Le Tue, 09 Mar 2010 23:17:57 +0100, Robbert Krebbers  
<robbertkrebbers AT student.ru.nl> a écrit:

> Hi,
>
> I'm wondering whether a strong version of excluded middle, em : forall P  
> : Prop, { P } + { ~P }, still results in inconsistency in the current  
> version of Coq. To prove inconsistency from it, I defined a retract from  
> Prop to bool (as described in [1] for an older version of Coq), as  
> follows.
>
> Parameter em : forall P, { P } + { ~P }.
>
> Definition b2P (b : bool) : Prop := match b with
>  | true => True
>  | false => False
>  end.
>
> Definition P2b (P : Prop) : bool := match em P with
>  | left _ => true
>  | right _ => false
>  end.
>
> Lemma P2P2 : forall P : Prop, P -> b2P (P2b P).
> Proof with auto.
>  unfold P2b. unfold b2P. intros.
>  destruct (em P)...
> Qed.
>
> Lemma P2P1 : forall P : Prop, b2P (P2b P) -> P.
> Proof with auto.
>  unfold P2b. unfold b2P. intros.
>  destruct (em P)...
>  contradiction.
> Qed.
>
> Now I tried to use theories/Logic/Hurkens.v to show that this yields a  
> paradox. Unfortunately Hurkens.v requires a type bool : Prop instead of  
> the usual bool : Set (from the Coq library). So I tried to define a  
> boolean type in Prop as follows.
>
> Inductive pbool : Prop := ptrue | pfalse.
>
> This gets accepted, but elimination over inductive types in Prop is not  
> allowed, if I attempt to define P2b for pbool (similarly as for bool)  
> Coq gives the following message:
>
>  Error:
>  Incorrect elimination of "b" in the inductive type "pbool":
>  the return type has sort "Type" while it should be "Prop".
>  Elimination of an inductive object of sort Prop
>  is not allowed on a predicate in sort Type
>  because proofs can be eliminated only to build proofs.
>
> Alternatively I tried to change bool : Prop into bool : Set in  
> Hurkens.v, but then a lot of definitions break (obviously). Therefore I  
> wonder whether assuming em : forall P : Prop, { P } + { ~P } still leads  
> to inconsistency.
>
> Robbert
>
> [1] H. Geuvers, Inconsistency of classical logic in type theory, Short  
> Note (Version of November 27, 2001)

I don't think strong em is inconsistant,
according to the non-scientific "else, it should be known" argument.
What is inconsistant is that a computable em exists
(else we could decide programs halting), so we can't
instantiate it. That is why we prefer to put it in Prop than Type, so we
are sure we can't try to compute with it.

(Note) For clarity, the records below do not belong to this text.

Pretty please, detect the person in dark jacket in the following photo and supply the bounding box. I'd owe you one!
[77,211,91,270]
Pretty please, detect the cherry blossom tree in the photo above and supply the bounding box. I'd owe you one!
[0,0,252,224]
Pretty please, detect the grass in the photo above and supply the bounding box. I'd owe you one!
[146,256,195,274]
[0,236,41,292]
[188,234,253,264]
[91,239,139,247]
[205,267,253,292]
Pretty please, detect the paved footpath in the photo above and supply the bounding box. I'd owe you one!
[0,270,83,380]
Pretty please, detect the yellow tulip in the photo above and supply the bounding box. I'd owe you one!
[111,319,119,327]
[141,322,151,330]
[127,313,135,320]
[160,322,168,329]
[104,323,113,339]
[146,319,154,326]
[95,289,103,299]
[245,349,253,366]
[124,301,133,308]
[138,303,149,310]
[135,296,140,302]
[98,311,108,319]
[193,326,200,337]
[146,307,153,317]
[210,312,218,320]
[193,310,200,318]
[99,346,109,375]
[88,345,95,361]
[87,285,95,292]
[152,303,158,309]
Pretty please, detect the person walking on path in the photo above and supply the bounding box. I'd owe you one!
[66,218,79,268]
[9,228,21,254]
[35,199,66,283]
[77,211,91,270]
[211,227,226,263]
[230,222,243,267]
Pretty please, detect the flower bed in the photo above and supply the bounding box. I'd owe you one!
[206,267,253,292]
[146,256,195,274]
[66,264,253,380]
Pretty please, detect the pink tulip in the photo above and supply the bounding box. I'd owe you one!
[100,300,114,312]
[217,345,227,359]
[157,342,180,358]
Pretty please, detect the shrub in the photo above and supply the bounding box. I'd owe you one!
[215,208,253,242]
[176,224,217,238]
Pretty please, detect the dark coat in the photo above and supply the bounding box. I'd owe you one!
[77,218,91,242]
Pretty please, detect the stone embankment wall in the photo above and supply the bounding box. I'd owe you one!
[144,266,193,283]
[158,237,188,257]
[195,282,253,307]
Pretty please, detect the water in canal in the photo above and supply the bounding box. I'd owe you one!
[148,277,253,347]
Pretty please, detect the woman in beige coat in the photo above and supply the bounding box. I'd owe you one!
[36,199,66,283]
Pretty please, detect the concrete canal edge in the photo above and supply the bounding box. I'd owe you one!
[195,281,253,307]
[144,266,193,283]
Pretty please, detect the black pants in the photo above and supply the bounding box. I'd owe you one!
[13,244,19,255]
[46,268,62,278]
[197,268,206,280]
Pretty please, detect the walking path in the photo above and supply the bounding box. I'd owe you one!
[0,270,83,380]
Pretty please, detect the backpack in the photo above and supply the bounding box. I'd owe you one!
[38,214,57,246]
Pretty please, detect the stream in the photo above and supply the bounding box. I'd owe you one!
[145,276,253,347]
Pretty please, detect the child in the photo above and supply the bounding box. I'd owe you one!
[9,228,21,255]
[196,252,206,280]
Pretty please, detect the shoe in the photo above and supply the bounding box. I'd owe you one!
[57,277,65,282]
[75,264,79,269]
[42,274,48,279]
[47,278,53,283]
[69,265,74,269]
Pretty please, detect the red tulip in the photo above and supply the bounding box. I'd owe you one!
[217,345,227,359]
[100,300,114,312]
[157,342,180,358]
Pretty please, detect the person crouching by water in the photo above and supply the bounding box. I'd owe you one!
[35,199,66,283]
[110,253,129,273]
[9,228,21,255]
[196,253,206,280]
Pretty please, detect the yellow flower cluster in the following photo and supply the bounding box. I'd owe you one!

But if you can prove that ptrue <> pfalse,
 (which would make inconsistant Proof irrelevance described in some coq  
file)
 you will have this proof: (I passed through elimination in Prop via em:
                            match p with ptrue => x | pfalse => y end ~
                            if em (p=ptrue) then x else y)

(* this axiom seems to be necessary *)
Axiom Ax: ptrue <> pfalse.

Goal False.
Proof with auto.
 Require Import Logic.Hurkens.
 (* now we apply Hurkens' paradox *)
 apply paradox with pbool (fun P => if em P then ptrue else pfalse)
                          (fun (b: pbool) => if em (b=ptrue) then True  
else False).
 (* b2p p2b specification *)
 intro A; destruct (em A).
  easy.
 case_eq (em (pfalse = ptrue)).
  intro e; case (Ax (sym_equal e)).
 easy.
 (* p2b b2p specification *)
 intros A a; case (em A).
  intros _; case (em (ptrue = ptrue)).
   easy.
  auto.
 intro n; case (n a).
Qed.

I have no proof of
(~(forall P, {P}+{~P})) -> (ptrue <> pfalse), if I had one then
strong em would be classically equivalent to proof-irrelevance on pbool,
but I doubt such a proof exists.

Take a look at the file ClassicalFacts.v,
my previous proof is essentially the
(** ** CC |- excluded-middle + dep elim on bool -> proof-irrelevance *)
part, as
I proved (~proof-irrelevance on pbool) -> (~strong em)
so by the contraposée (in its intuitionnistic version)
 (I don't know the english word of contraposée), we have
strong em (-> em) (-> proof-irr) -> proof-irr on pbool




--
Cédric AUGER

Univ Paris-Sud, Laboratoire LRI, UMR 8623, F-91405, Orsay